Gelfand transform/representation

Now for genereal unital Banach algebra $A$ the spectrum $\Omega(A)$ might be empty, but for commutative Banach algebras the Gelfand representation theorem holds, of which a corollary is that any semisimple commutative unital Banach algebra is a subalgebra of $C(\Omega(A)$.

For $a$ in $A$ a commutative Banach algebra, let $\hat{a}$ denote the Gelfand transform of $a$, defined on $\Omega(A)$ by $$ \hat{a}:\Omega(A) \to \mathbb{C}: \phi\mapsto\phi(a). $$ The topology on $\Omega(A)$ is the smallest one making all the $\hat{a}$ continuous. In fact $\hat{a}\in C_0(\Omega(A))$.

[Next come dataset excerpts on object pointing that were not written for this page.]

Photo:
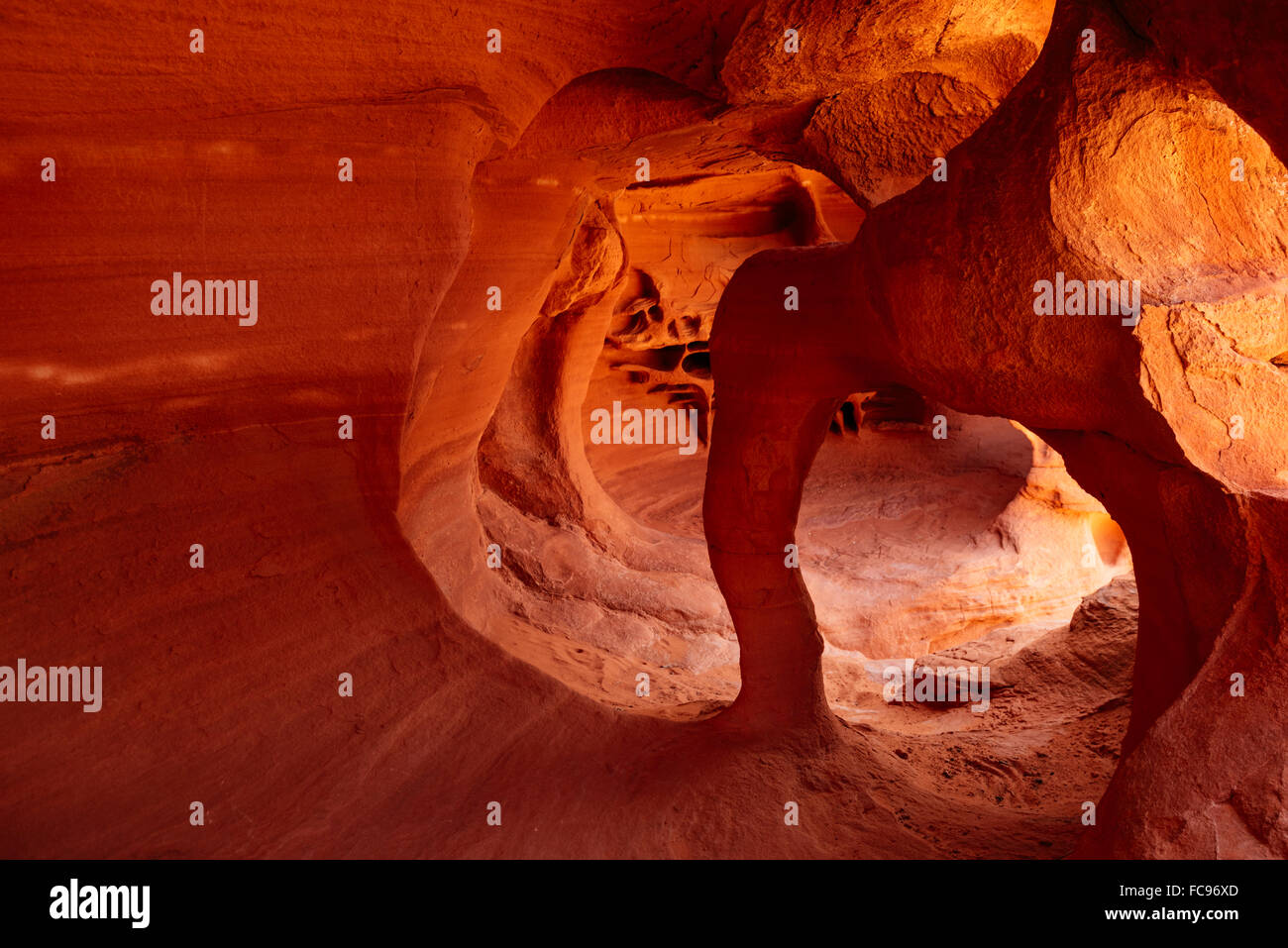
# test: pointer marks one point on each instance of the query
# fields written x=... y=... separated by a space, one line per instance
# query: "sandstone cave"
x=812 y=263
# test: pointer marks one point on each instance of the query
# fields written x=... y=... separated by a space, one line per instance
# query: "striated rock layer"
x=493 y=579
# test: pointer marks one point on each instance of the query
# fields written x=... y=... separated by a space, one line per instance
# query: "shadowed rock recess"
x=636 y=401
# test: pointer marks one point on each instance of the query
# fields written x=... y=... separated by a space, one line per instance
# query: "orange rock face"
x=636 y=391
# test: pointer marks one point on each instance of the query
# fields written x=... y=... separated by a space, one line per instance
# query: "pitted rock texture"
x=494 y=582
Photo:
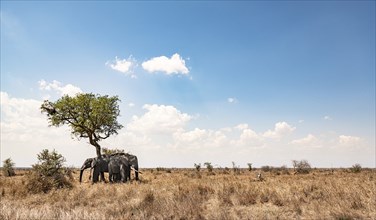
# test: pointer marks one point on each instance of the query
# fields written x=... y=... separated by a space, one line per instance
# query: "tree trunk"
x=97 y=146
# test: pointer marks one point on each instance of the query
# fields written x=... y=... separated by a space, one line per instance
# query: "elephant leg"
x=95 y=175
x=102 y=177
x=136 y=172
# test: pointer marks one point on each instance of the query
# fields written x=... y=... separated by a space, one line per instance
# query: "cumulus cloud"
x=349 y=140
x=232 y=100
x=173 y=65
x=310 y=140
x=159 y=119
x=56 y=86
x=123 y=65
x=328 y=118
x=280 y=129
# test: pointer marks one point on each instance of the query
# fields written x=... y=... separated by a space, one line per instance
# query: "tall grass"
x=187 y=194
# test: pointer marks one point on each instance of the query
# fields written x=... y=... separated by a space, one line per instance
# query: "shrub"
x=8 y=167
x=198 y=167
x=302 y=166
x=356 y=168
x=108 y=151
x=266 y=168
x=209 y=166
x=49 y=173
x=235 y=168
x=249 y=166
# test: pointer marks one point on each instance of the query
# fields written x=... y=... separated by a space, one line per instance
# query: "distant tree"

Theorem(Gelfand representation) . Let $A$ be a commutative unital Banach algebra, then

The map $A\to C_0(\Omega(A)): a\to \hat{a}$ is a norm-decreasing homomorphism,
$\sigma(a) = \hat{a}(\Omega(A))$,
$r(a) = \|\hat{a}\|_\infty$ where $\|\cdot\|$ is the sup norm,
$a$ is invertible iff $\hat{a}$ is invertible
$\operatorname{rad}(A) = \mathcal{Q}(A) = \operatorname{Ker}(A\to C_0(\Omega(A))$ where $\mathcal{Q}(A)$ is the set of quasinilpotent elements (those with spectrum $\\{0\\}$).

Thus

if $A$ is semisimple, $\operatorname{Ker}(A\to C_(\Omega(A)))$ is trivial, $A\to C_(\Omega(A))$ is injective, making $A$ into a subalgebra of $C_0(\Omega(A))$.
$\hat{a}$ should really be seen as $\hat{a}: \Omega(A) \to \sigma(a)$.

$C^\ast$-algebras

The Gelfand transform embeds $A$ in $C_0(\Omega(A))$ for $A$ a commutative unital semisimple Banach algebra. This is a surjection for $C^\ast$-algebras.

Theorem(Gelfand-Naimark) . Let $A$ be a commutative unital $C^\ast$-algebra, then the Gelfand transform $a\mapsto \hat{a}$ is an isometric $\ast$-isomorphism.

This is a special case for the general Gelfand-Naimark theorem, which says that every $C^\ast$-algebra is isometrically $\ast$-isomorphic to a $C^\ast$-subalgebra of bounded operators on a Hilbert space.